The Seahawks missed a golden opportunity for a bye week following an inexcusable delay of game penalty at the 49ers one-yard line during the final seconds of the regular-season finale. All eyes were on Marshawn Lynch (33-year-old coaxed out of retirement), but it was sixth-round rookie Travis Homer who grabbed the spotlight with 62 yards off 10 carries. Homer faces a stern test against an Eagles defense that’s ranked third overall against the run (average 90 yards per game).

”He’s got a really good style and attitude about running the ball,” Carroll said of Travis Homer. “He’s just downhill and gives you everything he’s got. That suddenness really is an asset. We love the way he plays. Love the style of his play.”

The two sides met back in week 12 during which Russell Wilson was sacked six times. Despite a subpar performance from the six-time Pro Bowler (13-of-25 for 200 yards, 1 Td, 1 INT) the Seahawks came away with a hard thought 17-9 victory. Derek Barnett, Brandon Graham (questionable, ankle) and Fletcher Cox (questionable, tricep) will be looking once again to exploit the offensive line frailties in a bid to temper Wilson’s unique ability to create something out of nothing.

Rookie D.K. Metcalf was targeted a season-high 12 times against the 49ers resulting in 81 yards and a touchdown. Opposite Metcalf, Tyler Lockett poses a real threat to a secondary that’s allowed the fifth-most yards (2809) and third-most touchdowns (21) by opposing receivers.

The 27th overall ranked pass defense will be bolstered by the return of Jadeveon Clowney (abdominal) and Quandre Diggs (high ankle sprain) from injury. Looking beyond the overall numbers of the secondary, Diggs presence on the field could prove to be an invaluable unforeseen advantage for the Seahawks.

”You all saw it and felt it too, you asked us questions about, ‘Hey, it looks like things are a little different when he’s playing.” Carroll said ”His experience, his savvy, his confidence, it has an effect. So I’m thrilled to get him back out there if that’s the case. We need him, we need everything we can get.”
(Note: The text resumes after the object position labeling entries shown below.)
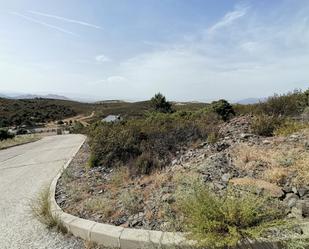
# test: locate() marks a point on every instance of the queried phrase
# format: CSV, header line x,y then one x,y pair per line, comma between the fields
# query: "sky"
x,y
130,49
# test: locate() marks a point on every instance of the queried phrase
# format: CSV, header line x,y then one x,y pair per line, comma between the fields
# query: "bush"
x,y
289,127
223,108
5,134
265,125
41,209
138,143
305,114
216,222
290,104
145,164
160,104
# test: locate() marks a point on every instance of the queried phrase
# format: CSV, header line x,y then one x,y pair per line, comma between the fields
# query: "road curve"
x,y
24,170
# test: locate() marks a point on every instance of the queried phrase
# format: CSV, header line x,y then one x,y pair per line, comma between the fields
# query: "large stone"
x,y
291,200
106,235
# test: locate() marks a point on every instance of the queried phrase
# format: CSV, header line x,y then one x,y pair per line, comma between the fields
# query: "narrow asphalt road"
x,y
25,170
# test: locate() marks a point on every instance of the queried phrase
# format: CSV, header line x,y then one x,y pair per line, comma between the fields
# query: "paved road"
x,y
24,170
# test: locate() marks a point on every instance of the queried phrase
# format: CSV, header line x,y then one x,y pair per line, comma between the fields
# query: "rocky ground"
x,y
277,166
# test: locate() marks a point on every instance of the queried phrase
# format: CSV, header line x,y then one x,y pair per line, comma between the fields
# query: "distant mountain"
x,y
48,96
250,101
112,101
3,96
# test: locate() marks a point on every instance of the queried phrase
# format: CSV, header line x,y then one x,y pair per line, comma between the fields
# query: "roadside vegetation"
x,y
12,140
149,143
40,209
223,173
218,222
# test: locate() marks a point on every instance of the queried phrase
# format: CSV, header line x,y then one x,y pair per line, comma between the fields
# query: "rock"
x,y
296,213
303,191
219,186
265,142
294,190
291,200
306,145
169,198
303,206
226,177
246,135
287,189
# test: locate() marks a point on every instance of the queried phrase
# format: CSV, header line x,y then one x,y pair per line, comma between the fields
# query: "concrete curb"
x,y
129,238
15,145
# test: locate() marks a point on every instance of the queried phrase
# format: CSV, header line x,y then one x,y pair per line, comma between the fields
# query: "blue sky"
x,y
131,49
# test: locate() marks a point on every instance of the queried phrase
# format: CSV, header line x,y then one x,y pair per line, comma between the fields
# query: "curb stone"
x,y
130,238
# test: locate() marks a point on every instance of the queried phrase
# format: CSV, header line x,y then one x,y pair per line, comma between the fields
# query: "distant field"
x,y
33,111
18,140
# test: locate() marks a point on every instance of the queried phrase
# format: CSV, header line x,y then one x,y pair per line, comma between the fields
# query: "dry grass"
x,y
41,209
289,127
302,169
119,177
275,163
131,201
98,205
270,188
18,140
276,175
92,245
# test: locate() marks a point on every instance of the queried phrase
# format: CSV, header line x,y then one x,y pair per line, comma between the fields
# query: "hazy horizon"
x,y
188,50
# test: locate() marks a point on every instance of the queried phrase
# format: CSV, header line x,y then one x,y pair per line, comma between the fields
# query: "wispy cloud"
x,y
115,79
65,19
229,18
102,58
43,23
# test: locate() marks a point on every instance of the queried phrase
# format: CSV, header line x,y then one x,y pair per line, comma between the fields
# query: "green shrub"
x,y
145,164
305,114
290,104
160,104
223,108
289,127
77,127
265,125
219,222
139,142
5,134
41,209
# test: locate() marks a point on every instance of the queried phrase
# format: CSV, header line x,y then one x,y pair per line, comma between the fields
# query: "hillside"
x,y
41,110
31,111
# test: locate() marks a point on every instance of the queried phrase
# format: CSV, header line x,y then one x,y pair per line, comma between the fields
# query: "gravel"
x,y
25,170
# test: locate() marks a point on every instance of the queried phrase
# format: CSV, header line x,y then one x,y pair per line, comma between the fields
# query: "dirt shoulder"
x,y
276,166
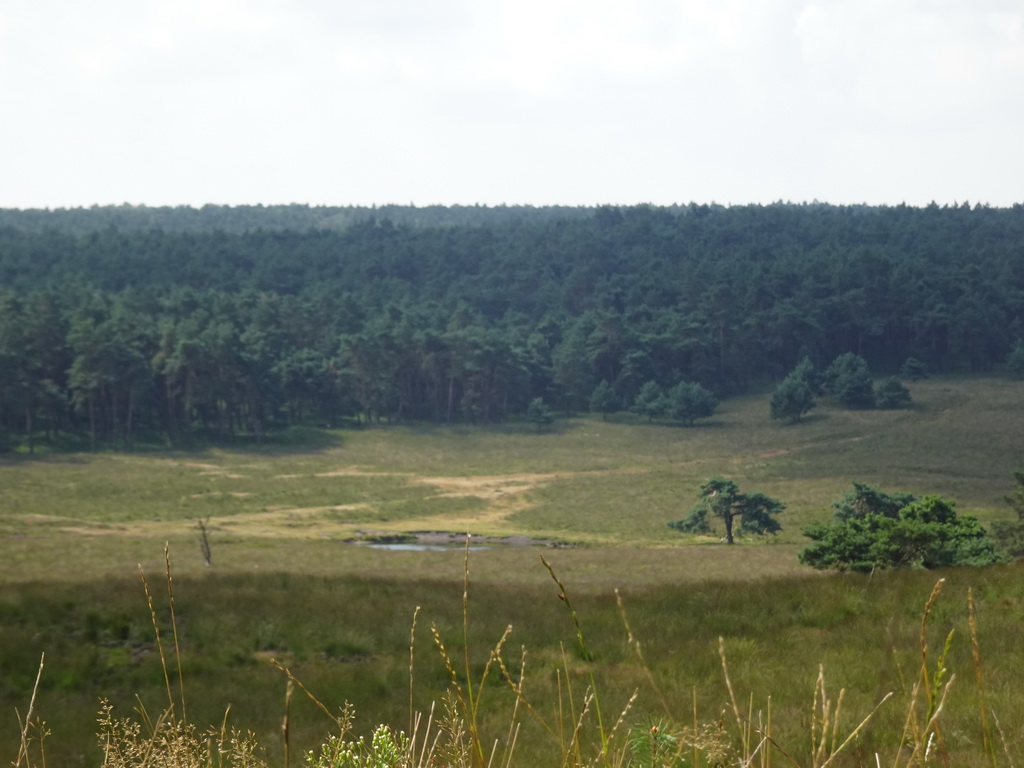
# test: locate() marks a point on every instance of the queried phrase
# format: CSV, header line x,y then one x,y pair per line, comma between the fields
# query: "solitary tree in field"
x,y
792,398
892,394
849,379
539,413
688,401
747,513
913,370
1015,363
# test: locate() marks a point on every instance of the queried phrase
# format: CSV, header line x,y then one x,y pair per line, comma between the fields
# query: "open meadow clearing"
x,y
288,583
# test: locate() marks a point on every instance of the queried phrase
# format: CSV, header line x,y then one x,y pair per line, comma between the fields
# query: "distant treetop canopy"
x,y
128,320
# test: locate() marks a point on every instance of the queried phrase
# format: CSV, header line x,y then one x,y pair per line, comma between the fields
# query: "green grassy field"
x,y
285,583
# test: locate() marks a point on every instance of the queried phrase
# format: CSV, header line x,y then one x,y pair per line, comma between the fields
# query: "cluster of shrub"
x,y
871,528
849,380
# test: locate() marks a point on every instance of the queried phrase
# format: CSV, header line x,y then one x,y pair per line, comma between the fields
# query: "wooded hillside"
x,y
115,322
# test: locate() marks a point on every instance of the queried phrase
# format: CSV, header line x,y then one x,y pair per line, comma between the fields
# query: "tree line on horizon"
x,y
181,323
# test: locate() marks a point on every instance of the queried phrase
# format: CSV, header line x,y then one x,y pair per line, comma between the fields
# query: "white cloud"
x,y
492,100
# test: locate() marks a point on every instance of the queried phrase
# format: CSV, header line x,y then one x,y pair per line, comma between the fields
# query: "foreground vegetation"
x,y
285,585
348,640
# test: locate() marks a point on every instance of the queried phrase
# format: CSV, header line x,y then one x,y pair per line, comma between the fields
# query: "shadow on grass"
x,y
293,439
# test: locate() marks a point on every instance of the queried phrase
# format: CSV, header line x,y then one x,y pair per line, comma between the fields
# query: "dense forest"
x,y
120,323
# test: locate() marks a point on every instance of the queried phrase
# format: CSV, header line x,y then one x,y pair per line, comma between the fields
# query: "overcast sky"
x,y
516,101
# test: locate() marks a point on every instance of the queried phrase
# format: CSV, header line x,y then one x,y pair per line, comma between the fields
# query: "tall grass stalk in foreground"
x,y
735,735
Carson Wentz’s instrumental leadership, presence and overall performance which accumulated in a four-game winning streak down the stretch silenced the early season critics as the Eagles captured the NFC East title. During that stretch, Wentz completed 70.68% of his passes for 910 yards, 6 touchdowns, and zero interceptions. Head coach Doug Pederson was full of praise ahead of Wentz’s postseason debut.

”I think he’s grown up as a leader of this team, You’ve seen it here now the last couple of games, how he’s really just put the team on his back and said, ‘Hey, follow me,’ and I think that’s a sign of growth and a sign of maturity. I spent eight years in Green Bay with Brett Favre and that’s what Brett did. Brett just put the team on his back when the chips were against us and he said, ‘Hey, follow me,’ and that’s what Carson can do.
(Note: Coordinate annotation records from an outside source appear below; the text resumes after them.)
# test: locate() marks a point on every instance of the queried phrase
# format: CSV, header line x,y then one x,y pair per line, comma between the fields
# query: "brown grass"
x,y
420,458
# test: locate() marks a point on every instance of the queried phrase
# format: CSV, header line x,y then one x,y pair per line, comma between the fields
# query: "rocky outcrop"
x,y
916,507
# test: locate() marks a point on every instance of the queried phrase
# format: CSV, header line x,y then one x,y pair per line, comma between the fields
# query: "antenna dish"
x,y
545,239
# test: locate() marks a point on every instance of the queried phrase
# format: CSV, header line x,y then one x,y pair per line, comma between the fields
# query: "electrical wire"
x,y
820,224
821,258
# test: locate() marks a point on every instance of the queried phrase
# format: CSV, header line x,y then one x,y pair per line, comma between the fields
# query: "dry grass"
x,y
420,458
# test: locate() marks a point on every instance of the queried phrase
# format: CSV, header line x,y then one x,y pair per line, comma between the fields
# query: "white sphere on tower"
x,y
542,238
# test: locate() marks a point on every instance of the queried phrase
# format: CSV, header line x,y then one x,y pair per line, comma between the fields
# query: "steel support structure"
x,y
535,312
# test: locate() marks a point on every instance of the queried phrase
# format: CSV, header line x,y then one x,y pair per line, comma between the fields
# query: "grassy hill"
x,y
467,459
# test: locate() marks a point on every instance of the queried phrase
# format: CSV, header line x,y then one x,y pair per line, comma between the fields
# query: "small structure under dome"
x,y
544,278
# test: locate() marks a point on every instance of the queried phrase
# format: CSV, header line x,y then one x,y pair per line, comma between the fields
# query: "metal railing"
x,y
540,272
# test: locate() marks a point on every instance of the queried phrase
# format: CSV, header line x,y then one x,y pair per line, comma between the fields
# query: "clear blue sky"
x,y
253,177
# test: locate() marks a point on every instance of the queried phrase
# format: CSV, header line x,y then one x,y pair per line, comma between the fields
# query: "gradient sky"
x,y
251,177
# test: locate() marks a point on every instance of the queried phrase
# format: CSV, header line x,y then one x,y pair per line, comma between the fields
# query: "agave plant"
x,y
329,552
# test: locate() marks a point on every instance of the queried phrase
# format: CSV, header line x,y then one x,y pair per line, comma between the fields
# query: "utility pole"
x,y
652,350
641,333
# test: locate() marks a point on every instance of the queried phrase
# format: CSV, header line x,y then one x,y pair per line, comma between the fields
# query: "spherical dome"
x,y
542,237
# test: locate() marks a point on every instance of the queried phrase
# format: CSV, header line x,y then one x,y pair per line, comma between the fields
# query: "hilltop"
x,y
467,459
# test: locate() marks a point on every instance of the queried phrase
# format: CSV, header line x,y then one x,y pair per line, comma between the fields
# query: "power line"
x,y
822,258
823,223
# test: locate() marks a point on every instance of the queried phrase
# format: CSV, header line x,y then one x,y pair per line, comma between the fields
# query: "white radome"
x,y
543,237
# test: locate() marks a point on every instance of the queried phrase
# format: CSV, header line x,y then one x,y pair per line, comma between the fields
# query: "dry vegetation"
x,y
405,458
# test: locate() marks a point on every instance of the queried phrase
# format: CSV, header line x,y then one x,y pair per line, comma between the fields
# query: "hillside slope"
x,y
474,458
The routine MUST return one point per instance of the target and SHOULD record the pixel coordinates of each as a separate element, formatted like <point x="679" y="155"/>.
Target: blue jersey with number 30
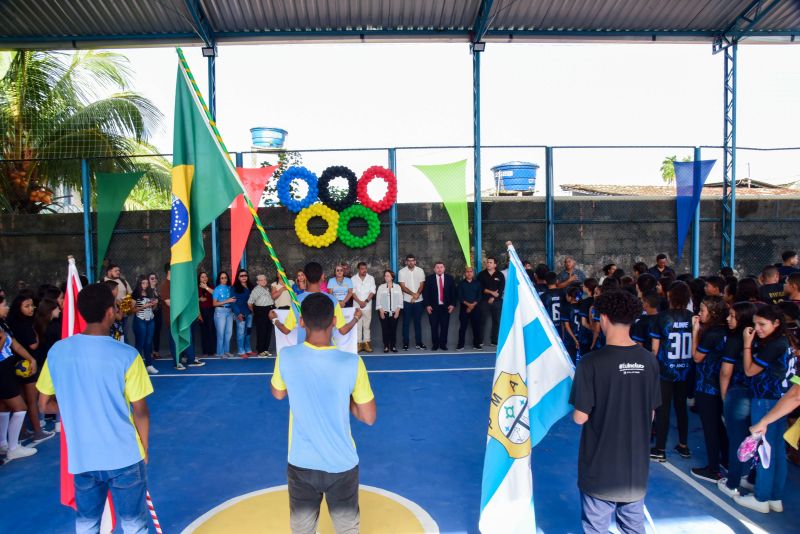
<point x="673" y="330"/>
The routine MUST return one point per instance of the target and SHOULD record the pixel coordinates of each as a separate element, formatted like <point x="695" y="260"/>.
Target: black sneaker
<point x="683" y="450"/>
<point x="704" y="473"/>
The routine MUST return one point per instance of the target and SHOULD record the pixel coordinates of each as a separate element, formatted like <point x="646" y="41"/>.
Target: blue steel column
<point x="729" y="161"/>
<point x="393" y="259"/>
<point x="549" y="223"/>
<point x="477" y="226"/>
<point x="86" y="193"/>
<point x="696" y="222"/>
<point x="212" y="107"/>
<point x="243" y="261"/>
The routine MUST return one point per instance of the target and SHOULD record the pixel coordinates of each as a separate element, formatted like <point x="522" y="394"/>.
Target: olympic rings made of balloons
<point x="317" y="241"/>
<point x="357" y="211"/>
<point x="391" y="188"/>
<point x="285" y="188"/>
<point x="325" y="196"/>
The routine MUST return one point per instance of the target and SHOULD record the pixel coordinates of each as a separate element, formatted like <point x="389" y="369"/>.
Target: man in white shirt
<point x="363" y="293"/>
<point x="412" y="281"/>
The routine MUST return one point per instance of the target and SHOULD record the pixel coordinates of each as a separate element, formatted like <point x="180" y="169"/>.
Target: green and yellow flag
<point x="204" y="183"/>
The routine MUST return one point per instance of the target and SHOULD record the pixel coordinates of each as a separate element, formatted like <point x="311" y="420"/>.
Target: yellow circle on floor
<point x="267" y="511"/>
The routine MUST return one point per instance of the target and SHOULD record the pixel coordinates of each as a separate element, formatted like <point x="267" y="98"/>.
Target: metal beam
<point x="201" y="21"/>
<point x="729" y="159"/>
<point x="481" y="20"/>
<point x="477" y="224"/>
<point x="549" y="222"/>
<point x="741" y="26"/>
<point x="393" y="259"/>
<point x="216" y="260"/>
<point x="86" y="196"/>
<point x="696" y="222"/>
The guys really, and I have so much faith and trust in him that I can call almost any play and he’s either going to make that one work or he’s going to get us into a better play and so he’s really grown up that way and really matured that way in this league and just really turned into a pro.”

With Zach Ertz still dealing with a lacerated kidney, Dallas Goedert will once again fill the void against a Seahawks defense that’s allowed 1099 yards by opposing tight ends (2nd most). Goedert has reeled in 13 targets for 156 yards and a touchdown during his last two games.

The formidable linebacking duo of Bobby Wagner and K.J. Wright will look to suffocate the rushing threat of Miles Sanders (probably, ankle) and Boston Scott. The issue on hand for the Seahawks is preventing the duo from becoming a threat in the passing game. As a unit, they’ve surrendered 817 yards (4th highest) receiving to opposing running backs. Sanders is averaging 7.48 yards per reception through his last five whilst Boston Scott caught 4-of-6 passes for 84 yards against the Giants.